JNF is an unofficial arm of the Israeli govt holding 13% of all Israeli land, mostly stolen from Palestinian refugees and internally displaced persons, managed under apartheid that privileges Jewish Israelis at the expense of Palestinians.

???? An email from Rep. Rashida Tlaib to her supporters:

“This weekend, I was sworn in for my third term in the U.S. Congress. Wearing a Palestinian thobe during swearing-in, I had my ancestors by my side. The new Israeli government has also been sworn in, led by far-right extremist Prime Minister Netanyahu. As part of Netanyahu’s deals with fascist factions, he is moving toward even more ethnic cleansing, claiming that there’s an ‘exclusive Jewish right’ to expand settlements in Palestine’s West Bank. He even promised to annex the West Bank to Israel—all without granting citizenship to the 6.5 million Palestinians who live there. These racist policies are dangerous and continue to support an apartheid government.”

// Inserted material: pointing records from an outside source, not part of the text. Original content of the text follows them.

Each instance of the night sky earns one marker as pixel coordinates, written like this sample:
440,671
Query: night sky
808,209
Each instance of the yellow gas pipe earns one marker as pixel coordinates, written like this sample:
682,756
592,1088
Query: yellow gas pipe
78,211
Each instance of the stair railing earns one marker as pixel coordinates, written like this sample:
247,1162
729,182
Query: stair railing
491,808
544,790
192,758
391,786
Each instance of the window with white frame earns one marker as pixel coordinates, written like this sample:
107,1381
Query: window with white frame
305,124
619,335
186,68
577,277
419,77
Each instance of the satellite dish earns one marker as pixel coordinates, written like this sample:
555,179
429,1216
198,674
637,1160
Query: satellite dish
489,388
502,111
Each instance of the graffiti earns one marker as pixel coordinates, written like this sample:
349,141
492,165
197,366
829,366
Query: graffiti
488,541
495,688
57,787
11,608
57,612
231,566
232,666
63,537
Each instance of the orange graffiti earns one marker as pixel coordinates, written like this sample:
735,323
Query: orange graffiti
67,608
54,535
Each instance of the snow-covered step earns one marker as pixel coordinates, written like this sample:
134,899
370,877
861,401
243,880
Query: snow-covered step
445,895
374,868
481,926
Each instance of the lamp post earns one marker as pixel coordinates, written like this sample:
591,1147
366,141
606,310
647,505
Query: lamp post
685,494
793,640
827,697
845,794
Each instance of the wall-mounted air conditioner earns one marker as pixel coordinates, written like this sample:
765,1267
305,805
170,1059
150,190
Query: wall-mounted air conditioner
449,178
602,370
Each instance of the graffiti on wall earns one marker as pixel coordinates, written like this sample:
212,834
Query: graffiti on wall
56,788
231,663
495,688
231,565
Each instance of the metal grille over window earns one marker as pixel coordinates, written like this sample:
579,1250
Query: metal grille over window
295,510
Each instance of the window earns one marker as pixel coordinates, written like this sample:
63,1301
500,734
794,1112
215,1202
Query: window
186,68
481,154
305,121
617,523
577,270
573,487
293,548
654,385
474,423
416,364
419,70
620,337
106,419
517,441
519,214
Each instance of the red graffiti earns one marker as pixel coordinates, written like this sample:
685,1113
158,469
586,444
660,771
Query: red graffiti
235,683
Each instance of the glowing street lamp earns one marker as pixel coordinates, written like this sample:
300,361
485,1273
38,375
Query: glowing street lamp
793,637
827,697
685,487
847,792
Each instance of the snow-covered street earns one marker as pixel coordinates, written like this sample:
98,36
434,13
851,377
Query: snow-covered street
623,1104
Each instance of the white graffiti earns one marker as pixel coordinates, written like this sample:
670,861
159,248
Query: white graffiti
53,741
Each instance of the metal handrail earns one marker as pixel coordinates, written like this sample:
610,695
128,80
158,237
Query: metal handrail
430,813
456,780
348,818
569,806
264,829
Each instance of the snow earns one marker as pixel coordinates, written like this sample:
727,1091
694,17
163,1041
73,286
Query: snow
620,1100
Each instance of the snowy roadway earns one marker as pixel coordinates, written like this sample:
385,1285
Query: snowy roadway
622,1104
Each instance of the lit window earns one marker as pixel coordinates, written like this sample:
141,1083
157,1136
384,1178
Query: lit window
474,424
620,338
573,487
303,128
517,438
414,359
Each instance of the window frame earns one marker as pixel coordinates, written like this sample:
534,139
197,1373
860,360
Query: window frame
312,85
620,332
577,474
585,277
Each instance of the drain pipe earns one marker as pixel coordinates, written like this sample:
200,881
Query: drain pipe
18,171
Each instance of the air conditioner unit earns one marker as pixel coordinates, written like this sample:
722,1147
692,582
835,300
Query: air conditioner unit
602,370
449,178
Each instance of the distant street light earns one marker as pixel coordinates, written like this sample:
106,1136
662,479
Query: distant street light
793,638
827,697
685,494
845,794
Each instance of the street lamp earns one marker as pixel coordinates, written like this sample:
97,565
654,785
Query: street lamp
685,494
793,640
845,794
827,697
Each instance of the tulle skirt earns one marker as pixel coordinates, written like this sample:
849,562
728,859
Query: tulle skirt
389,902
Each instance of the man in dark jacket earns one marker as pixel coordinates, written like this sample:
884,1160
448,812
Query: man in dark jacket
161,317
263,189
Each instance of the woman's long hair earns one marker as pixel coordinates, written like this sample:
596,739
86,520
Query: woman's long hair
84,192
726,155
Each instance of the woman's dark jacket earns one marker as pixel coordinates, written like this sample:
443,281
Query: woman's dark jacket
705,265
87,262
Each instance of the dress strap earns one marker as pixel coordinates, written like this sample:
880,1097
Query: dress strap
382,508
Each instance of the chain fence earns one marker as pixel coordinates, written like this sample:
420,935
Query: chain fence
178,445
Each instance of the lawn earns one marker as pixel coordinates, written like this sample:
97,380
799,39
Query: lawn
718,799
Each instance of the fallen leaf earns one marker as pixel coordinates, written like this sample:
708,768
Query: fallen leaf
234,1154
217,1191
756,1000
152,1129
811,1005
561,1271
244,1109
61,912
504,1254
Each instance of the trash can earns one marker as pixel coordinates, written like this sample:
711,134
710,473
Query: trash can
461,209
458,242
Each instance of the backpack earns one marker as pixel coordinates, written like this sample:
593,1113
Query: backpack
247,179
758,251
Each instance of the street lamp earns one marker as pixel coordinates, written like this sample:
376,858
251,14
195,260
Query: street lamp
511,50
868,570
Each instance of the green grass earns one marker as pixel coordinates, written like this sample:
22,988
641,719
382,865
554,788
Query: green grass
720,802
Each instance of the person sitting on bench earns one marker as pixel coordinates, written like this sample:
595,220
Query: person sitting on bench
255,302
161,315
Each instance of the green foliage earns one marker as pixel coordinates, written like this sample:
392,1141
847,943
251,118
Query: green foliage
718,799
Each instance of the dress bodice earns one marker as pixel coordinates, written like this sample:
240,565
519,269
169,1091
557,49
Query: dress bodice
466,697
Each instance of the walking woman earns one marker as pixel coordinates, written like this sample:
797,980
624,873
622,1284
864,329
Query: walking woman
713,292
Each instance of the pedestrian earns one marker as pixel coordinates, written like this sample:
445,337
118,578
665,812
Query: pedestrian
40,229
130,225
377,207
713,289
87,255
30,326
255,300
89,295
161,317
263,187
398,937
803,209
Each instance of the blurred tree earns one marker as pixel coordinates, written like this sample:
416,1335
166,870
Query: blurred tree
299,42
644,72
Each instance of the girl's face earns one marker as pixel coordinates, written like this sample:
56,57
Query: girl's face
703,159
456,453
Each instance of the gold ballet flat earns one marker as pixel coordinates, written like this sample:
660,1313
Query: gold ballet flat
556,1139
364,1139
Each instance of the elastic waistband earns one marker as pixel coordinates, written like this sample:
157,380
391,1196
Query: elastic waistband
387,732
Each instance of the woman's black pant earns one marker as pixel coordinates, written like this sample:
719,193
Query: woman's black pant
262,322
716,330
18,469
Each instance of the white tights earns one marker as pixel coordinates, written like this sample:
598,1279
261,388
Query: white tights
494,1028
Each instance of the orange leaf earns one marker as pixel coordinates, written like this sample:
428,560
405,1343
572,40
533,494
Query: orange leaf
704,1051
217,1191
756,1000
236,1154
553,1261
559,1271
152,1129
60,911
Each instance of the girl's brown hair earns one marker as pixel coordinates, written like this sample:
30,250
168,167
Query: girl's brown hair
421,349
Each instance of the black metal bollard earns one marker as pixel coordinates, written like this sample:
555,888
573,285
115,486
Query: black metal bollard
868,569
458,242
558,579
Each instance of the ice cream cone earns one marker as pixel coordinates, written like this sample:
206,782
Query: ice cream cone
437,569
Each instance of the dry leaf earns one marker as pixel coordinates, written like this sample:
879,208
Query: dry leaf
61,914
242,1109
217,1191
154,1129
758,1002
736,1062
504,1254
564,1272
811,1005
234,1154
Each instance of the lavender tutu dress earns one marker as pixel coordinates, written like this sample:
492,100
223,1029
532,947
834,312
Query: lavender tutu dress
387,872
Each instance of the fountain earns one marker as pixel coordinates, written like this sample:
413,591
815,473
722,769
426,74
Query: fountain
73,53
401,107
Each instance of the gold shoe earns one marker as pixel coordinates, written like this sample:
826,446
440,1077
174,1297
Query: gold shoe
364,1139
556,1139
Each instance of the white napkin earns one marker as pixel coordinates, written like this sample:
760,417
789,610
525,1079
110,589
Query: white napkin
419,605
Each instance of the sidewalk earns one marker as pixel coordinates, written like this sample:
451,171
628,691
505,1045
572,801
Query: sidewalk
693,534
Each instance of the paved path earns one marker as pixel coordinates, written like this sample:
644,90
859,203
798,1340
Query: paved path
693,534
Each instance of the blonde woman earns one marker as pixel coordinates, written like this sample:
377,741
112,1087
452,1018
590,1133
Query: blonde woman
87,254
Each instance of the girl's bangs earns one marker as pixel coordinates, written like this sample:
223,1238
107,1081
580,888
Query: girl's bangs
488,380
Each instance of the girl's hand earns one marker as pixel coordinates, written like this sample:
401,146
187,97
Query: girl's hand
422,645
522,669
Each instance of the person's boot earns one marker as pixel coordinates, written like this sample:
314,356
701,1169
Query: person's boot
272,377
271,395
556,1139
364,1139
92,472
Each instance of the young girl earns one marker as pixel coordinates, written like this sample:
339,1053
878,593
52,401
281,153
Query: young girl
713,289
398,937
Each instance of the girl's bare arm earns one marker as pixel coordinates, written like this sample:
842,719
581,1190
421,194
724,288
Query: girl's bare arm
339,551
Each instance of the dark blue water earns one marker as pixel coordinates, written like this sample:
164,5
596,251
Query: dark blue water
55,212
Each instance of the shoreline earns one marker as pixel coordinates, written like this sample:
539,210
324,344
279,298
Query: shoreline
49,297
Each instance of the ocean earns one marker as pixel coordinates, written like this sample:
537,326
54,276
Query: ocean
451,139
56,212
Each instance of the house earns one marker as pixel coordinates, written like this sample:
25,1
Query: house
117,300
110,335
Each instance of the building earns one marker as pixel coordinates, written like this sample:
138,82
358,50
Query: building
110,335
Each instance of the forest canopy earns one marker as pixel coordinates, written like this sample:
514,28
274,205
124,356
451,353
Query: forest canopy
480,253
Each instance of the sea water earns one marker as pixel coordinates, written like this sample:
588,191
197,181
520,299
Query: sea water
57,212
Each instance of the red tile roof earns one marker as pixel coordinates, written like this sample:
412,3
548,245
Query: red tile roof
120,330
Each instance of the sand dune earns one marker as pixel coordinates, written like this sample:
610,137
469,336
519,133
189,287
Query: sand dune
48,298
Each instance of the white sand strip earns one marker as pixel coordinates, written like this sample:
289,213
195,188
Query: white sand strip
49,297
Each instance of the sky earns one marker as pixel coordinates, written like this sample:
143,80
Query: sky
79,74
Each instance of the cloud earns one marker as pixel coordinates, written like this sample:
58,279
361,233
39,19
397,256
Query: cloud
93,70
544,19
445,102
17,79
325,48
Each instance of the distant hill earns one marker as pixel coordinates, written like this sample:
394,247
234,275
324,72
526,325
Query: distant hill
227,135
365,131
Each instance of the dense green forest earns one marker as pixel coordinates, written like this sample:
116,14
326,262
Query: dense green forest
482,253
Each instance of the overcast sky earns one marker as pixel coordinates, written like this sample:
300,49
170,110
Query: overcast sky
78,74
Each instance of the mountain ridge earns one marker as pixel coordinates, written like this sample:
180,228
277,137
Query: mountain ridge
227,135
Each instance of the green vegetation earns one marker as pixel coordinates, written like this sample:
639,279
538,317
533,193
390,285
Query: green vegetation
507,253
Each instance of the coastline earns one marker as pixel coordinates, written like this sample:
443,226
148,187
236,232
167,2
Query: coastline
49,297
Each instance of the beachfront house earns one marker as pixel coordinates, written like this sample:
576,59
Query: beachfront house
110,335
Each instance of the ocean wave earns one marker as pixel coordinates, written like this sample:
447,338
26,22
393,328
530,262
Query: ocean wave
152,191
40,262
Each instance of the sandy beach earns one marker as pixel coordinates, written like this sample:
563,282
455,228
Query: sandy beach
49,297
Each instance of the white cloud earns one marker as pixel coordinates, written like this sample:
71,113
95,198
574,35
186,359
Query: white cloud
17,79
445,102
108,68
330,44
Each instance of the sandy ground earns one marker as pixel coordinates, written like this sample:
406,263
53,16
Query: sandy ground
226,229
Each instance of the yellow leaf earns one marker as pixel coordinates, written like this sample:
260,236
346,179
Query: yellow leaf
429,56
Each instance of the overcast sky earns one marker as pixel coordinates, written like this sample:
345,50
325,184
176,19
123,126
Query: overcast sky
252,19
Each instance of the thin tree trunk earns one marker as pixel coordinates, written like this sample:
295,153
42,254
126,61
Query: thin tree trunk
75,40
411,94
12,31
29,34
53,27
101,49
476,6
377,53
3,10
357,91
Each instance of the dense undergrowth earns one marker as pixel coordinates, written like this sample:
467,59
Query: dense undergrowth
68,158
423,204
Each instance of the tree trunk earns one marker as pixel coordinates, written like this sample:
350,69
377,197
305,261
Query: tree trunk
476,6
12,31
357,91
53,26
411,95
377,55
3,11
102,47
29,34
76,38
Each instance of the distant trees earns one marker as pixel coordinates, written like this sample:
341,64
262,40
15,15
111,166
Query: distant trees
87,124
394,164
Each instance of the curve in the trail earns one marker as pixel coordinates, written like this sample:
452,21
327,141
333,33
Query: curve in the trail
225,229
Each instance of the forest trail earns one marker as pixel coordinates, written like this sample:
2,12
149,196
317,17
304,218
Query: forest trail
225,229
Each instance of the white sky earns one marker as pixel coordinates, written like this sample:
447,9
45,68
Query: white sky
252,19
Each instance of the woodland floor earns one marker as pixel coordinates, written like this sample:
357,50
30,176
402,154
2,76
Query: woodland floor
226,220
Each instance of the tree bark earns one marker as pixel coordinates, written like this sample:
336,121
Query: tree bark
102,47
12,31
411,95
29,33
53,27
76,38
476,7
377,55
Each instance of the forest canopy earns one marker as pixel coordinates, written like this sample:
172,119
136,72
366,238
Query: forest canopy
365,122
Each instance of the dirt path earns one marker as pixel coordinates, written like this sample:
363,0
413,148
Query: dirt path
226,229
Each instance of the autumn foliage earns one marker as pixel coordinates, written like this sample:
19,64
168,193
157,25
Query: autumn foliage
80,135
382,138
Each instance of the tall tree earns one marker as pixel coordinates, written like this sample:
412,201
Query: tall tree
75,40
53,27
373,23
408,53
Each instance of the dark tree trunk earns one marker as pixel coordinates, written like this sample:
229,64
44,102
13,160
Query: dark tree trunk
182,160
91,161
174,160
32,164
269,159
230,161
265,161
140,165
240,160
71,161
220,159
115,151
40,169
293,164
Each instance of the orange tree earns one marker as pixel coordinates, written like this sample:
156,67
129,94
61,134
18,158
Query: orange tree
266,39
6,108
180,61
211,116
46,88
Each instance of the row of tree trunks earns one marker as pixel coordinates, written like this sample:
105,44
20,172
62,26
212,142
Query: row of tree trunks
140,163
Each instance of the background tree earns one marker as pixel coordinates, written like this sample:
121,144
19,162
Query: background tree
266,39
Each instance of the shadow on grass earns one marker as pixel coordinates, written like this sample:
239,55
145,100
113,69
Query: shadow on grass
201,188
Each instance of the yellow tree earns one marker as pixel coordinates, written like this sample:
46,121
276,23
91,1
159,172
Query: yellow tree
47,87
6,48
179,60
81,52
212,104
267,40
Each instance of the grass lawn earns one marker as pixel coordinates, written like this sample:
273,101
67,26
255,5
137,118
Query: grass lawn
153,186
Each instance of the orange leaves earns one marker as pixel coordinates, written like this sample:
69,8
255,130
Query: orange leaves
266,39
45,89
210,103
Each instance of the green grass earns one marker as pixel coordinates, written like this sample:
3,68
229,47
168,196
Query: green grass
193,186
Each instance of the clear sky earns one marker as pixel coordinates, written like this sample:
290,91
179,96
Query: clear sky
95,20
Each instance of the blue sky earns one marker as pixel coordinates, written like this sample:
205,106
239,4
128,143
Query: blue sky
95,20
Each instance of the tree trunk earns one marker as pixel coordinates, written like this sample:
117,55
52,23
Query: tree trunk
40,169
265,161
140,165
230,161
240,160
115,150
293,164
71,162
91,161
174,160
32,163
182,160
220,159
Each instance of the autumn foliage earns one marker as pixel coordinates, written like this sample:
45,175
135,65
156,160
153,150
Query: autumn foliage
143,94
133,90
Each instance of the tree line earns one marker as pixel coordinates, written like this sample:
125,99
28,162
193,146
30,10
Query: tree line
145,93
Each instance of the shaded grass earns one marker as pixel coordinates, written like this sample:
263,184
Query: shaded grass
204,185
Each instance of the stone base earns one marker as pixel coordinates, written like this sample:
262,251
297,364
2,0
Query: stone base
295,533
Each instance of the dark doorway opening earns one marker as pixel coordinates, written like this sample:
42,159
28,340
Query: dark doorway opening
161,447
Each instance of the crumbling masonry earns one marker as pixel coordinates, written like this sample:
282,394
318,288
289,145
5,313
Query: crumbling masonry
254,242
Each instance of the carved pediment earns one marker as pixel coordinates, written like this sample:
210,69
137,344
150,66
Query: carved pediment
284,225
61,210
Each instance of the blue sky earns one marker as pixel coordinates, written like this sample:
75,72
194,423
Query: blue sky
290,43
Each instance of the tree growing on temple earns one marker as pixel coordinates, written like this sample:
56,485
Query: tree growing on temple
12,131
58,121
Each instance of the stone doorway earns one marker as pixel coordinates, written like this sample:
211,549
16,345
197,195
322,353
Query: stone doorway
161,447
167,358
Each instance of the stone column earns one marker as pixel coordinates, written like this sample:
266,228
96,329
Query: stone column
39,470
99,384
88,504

“As Jewish Voice for Peace explained: ‘This is the most extremist, supremacist government in Israel’s history.’ They want to eliminate Palestinians altogether. The fact that our country continues to fund Israel’s apartheid is shameful.”

???????? NYC Council member Tiffany Cabán tweeted about Israel banning Palestinian flags in public: “There was a time when Puerto Ricans were banned from flying our flag. A move intended to forcefully quiet nationalists. To sow fear of punishment & disrupt the building of an organized mass movement to rise up against colonial rule & fight for freedom & dignity. #FreePalestine.”

???????? Netanyahu appeared on screen at AIPAC’s political leadership forum and received a standing ovation.

???? Earlier this week, the Supreme Court allowed WhatsApp (the messaging platform owned by Meta Platforms) to proceed with its lawsuit against the Israeli spyware company NSO Group Technologies. The NSO Group’s request for immunity had already been rejected by lower courts before reaching SCOTUS. Meta sued the NSO Group in October 2019 over its Pegasus hacking technology. Meta alleges that Pegasus allowed users to access WhatsApp servers and surveil some 1,400 individuals illegally.

???? US Ambassador to Israel Tom Nides on accusations that Biden has shut out Israel’s far-right National Security Minister Itamar Ben Gvir: “There’s no boycott. I don’t do boycotts… We are going to work with the Israeli government. It is a democratically elected government. We’ll work with everyone. But in principle who I’ll be working with is the prime minister.”